Who did you decide to give your Confection to?

I was deciding between Chrissy, Stitches, and Ketchup but in the end I decided to give it to Stitches.


----------



## Nougat (Feb 7, 2019)

I gave it to Filbert! I love Filbert


----------



## carackobama (Feb 7, 2019)

I have mine to Julian! Though it was a tough pick between him, Chrissy, Diana, Beau and Rosie, I love all my campers so much;; <3


----------



## Goldenlover23 (Feb 7, 2019)

*Special Friend*

I gave mine to Rosie since she's always been my favorite. In Game Cube I once got a Valentines Present from Bob. It was so sweet


----------



## That Marshal Fangirl (Feb 7, 2019)

Take one guess 

Lol but for real I loved this event because of how adorable it was. <3


----------



## Dracule (Feb 7, 2019)

ThatOneMarshalFangirl said:


> Take one guess
> 
> Lol but for real I loved this event because of how adorable it was. <3



I?ve loved this event too so far! The items are adorable. C:

I decided to give my confection to Fauna, since she?s one of my favorites. I kind of wish I saw which color you?d get in return from the list though, because I wanted the yellow one. :T


----------



## ArtsyDreamer (Feb 7, 2019)

I gave mine to Punchy!  It was the cutest thing ever, I was squealing the whole time <3



Spoiler


----------



## auroral (Feb 9, 2019)

Without a second thought, I gave mine to Octavian!
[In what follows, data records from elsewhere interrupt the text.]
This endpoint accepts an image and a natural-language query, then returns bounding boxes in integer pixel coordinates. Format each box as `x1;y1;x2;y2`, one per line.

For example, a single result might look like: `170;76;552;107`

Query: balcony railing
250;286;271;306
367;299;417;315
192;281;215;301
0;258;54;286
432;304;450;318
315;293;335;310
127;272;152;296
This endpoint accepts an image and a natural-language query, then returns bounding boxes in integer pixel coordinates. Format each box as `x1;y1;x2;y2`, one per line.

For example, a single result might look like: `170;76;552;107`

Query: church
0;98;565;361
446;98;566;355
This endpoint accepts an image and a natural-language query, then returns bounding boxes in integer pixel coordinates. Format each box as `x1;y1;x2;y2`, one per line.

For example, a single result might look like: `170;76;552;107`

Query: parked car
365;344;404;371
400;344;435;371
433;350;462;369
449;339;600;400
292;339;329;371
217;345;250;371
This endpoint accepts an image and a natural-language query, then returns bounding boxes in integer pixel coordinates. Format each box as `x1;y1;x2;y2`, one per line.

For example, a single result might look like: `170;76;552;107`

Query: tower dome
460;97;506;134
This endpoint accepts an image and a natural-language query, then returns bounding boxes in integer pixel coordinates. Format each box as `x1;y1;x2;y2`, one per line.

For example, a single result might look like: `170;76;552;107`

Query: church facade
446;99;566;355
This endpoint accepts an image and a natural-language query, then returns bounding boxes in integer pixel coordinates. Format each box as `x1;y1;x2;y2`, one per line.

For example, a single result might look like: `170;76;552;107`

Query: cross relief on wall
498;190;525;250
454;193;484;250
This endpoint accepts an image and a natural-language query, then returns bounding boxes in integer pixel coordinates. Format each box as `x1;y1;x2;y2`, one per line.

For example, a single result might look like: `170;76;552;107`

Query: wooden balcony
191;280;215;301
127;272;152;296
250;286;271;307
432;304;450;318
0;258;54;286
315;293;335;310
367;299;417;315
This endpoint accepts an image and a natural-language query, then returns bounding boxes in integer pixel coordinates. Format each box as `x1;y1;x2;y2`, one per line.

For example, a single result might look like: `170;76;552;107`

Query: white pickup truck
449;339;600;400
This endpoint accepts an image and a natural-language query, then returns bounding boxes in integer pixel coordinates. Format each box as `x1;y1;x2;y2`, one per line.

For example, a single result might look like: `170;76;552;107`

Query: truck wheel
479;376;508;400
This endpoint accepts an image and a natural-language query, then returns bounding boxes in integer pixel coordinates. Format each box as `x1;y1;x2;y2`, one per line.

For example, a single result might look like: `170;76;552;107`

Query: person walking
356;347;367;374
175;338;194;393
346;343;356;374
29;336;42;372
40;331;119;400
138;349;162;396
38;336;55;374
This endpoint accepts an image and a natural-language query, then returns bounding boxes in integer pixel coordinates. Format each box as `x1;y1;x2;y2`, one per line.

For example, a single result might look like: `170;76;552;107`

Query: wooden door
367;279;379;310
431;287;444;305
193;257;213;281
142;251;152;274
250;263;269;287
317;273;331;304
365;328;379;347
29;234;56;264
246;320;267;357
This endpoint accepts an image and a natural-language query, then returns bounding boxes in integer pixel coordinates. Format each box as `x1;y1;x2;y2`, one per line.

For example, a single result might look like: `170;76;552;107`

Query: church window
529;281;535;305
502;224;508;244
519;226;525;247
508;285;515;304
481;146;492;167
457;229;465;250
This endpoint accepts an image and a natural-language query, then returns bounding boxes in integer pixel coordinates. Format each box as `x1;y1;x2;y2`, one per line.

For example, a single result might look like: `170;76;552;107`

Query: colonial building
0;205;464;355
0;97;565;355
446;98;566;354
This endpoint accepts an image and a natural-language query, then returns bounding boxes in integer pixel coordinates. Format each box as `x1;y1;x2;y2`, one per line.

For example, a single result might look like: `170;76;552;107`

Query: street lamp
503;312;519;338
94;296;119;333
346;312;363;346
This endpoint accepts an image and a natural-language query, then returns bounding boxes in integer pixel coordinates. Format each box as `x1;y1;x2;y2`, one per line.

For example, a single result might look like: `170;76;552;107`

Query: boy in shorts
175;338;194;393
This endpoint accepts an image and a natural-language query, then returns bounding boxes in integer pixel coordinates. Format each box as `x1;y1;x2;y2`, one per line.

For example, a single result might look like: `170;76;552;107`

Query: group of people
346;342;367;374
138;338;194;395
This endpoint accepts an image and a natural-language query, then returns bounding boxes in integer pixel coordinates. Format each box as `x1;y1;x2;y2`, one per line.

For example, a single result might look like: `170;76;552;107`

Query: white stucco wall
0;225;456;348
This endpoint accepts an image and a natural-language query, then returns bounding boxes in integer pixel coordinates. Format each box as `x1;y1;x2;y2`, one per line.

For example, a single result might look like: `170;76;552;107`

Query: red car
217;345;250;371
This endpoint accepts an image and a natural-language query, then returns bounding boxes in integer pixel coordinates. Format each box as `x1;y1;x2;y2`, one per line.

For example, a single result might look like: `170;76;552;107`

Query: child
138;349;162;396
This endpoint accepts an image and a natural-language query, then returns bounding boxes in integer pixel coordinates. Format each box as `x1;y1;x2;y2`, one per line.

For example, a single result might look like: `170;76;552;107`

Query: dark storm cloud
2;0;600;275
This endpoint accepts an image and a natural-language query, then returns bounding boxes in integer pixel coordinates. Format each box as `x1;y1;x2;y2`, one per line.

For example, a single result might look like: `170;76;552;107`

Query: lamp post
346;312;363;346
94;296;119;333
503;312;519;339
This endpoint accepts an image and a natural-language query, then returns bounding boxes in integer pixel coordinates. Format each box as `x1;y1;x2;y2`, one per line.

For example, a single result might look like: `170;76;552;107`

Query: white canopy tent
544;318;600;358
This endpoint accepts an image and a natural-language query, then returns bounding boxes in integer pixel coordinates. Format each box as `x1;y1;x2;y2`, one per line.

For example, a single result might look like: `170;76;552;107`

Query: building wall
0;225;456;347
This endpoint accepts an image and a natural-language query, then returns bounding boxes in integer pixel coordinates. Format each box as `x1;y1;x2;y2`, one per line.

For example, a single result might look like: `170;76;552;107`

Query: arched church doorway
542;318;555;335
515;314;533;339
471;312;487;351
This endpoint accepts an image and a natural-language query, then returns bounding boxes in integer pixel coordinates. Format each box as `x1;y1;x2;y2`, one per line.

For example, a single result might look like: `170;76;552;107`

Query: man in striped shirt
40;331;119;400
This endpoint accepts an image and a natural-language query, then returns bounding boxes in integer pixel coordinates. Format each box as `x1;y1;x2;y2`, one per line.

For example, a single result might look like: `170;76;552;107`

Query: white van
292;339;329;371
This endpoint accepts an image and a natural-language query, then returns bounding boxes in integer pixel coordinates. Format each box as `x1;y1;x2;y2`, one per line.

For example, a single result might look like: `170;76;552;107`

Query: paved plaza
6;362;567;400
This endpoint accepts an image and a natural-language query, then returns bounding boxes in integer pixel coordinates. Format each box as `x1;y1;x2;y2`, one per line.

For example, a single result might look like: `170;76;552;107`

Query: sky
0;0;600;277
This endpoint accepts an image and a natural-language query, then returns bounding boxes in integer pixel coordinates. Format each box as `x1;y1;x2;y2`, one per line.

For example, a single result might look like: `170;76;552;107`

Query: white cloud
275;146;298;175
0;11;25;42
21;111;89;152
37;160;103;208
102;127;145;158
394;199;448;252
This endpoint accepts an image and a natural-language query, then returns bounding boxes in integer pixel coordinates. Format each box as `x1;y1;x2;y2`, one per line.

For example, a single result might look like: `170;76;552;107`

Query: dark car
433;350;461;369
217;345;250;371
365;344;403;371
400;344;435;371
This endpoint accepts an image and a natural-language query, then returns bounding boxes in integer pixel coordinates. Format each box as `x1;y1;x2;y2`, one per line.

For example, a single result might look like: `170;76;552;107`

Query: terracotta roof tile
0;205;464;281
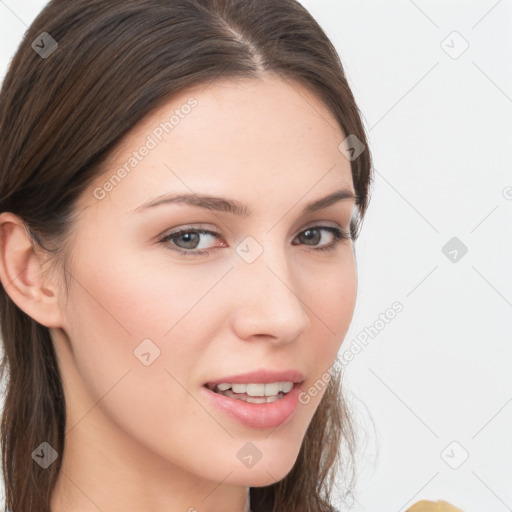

I was... almost crying it was so cute jfkldajkd I love my lil octo so much.


----------



## Angel-Rae (Feb 9, 2019)

Alice. Aussie koala love. ;D


----------



## Static_Luver (Feb 18, 2019)

I gave mine to Static


----------



## mogyay (Feb 19, 2019)

vesta! my number one, my soulmate, my life


----------



## Biyaya (Feb 19, 2019)

I gave Kiki mine, since she was my first favourite animal since the Gamecube. I was hard split between a few others though. I kind of hope they have something like this in the next Animal Crossing installment.


----------